No phenomenon like that pictured in some American and English papers occurred—that of the ship breaking in two, and the two ends being raised above the surface. I saw these drawings in preparation on board the Carpathia, and said at the time that they bore no resemblance to what actually happened.
When the noise was over the Titanic was still upright like a column: we could see her now only as the stern and some 150 feet of her stood outlined against the star-specked sky, looming black in the darkness, and in this position she continued for some minutes—I think as much as five minutes, but it may have been less. Then, first sinking back a little at the stern, I thought, she slid slowly forwards through the water and dived slantingly down; the sea closed over her and we had seen the last of the beautiful ship on which we had embarked four days before at Southampton.
And in place of the ship on which all our interest had been concentrated for so long and towards which we looked most of the time because it was still the only object on the sea which was a fixed point to us—in place of the Titanic, we had the level sea now stretching in an unbroken expanse to the horizon: heaving gently just as before, with no indication on the surface that the waves had just closed over the most wonderful vessel ever built by man's hand; the stars looked down just the same and the air was just as bitterly cold.
There seemed a great sense of loneliness when we were left on the sea in a small boat without the Titanic: not that we were uncomfortable (except for the cold) nor in danger: we did not think we were either, but the Titanic was no longer there.
We waited head on for the wave which we thought might come—the wave we had heard so much of from the crew and which they said had been known to travel for miles—and it never came. But although the Titanic left us no such legacy of a wave as she went to the bottom, she left us something we would willingly forget forever, something which it is well not to let the imagination dwell on—the cries of many hundreds of our fellow-passengers struggling in the ice-cold water.

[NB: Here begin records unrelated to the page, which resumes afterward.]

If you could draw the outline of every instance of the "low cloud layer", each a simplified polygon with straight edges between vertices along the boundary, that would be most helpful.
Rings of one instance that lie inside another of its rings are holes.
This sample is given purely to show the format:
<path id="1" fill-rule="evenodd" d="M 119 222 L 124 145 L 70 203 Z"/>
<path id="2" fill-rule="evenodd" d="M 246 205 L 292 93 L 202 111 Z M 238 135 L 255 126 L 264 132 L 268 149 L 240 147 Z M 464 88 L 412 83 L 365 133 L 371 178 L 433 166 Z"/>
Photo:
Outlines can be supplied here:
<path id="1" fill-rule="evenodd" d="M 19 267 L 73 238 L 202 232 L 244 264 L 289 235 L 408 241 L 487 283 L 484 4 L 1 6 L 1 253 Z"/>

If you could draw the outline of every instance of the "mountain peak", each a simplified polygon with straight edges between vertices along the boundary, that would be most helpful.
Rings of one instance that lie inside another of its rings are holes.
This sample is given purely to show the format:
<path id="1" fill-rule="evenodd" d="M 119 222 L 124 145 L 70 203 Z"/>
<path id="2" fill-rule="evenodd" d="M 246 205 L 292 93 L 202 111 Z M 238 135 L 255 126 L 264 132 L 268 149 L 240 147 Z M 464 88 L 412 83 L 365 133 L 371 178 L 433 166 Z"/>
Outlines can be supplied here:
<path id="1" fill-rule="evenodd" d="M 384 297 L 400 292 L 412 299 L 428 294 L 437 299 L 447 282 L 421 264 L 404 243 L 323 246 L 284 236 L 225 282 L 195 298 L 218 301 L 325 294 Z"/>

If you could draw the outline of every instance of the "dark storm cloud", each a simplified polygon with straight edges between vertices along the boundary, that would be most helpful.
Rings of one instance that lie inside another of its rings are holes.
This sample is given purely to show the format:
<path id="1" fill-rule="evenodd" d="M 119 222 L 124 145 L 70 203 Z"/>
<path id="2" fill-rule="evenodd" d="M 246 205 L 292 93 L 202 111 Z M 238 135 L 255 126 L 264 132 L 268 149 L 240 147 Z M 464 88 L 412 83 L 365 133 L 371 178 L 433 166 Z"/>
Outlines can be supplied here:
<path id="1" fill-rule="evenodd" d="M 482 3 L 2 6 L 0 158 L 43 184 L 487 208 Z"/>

I would willingly omit any further mention of this part of the disaster from this book, but for two reasons it is not possible—first, that as a matter of history it should be put on record; and secondly, that these cries were not only an appeal for help in the awful conditions of danger in which the drowning found themselves,—an appeal that could never be answered,—but an appeal to the whole world to make such conditions of danger and hopelessness impossible ever again; a cry that called to the heavens for the very injustice of its own existence; a cry that clamoured for its own destruction.
We were utterly surprised to hear this cry go up as the waves closed over the Titanic: we had heard no sound of any kind from her since we left her side; and, as mentioned before, we did not know how many boats she had or how many rafts. The crew may have known, but they probably did not, and if they did, they never told the passengers; we should not have been surprised to know all were safe on some life-saving device.
So that unprepared as we were for such a thing, the cries of the drowning floating across the quiet sea filled us with stupefaction: we longed to return and rescue at least some of the drowning, but we knew it was impossible. The boat was filled to standing-room, and to return would mean the swamping of us all, and so the captain-stoker told his crew to row away from the cries. We tried to sing to keep all from thinking of them; but there was no heart for singing in the boat at that time.
The cries, which were loud and numerous at first, died away gradually one by one, but the night was clear, frosty and still, the water smooth, and the sounds must have carried on its level surface free from any obstruction for miles, certainly much farther from the ship than we were situated. I think the last of them must have been heard nearly forty minutes after the Titanic sank. Lifebelts would keep the survivors afloat for hours; but the cold water was what stopped the cries.
There must have come to all those safe in the lifeboats, scattered round the drowning at various distances, a deep resolve that, if anything could be done by them in the future to prevent the repetition of such sounds, they would do it—at whatever cost of time or other things. And not only to them are those cries an imperative call, but to every man and woman who has known of them. It is not possible that ever again can such conditions exist; but it is a duty imperative on one and all to see that they do not. Think of it! a few more boats, a few more planks of wood nailed together in a particular way at a trifling cost, and all those men and women whom the world can so ill afford to lose would be with us to-day, there would be no mourning in thousands of homes which now are desolate, and these words need not have been written.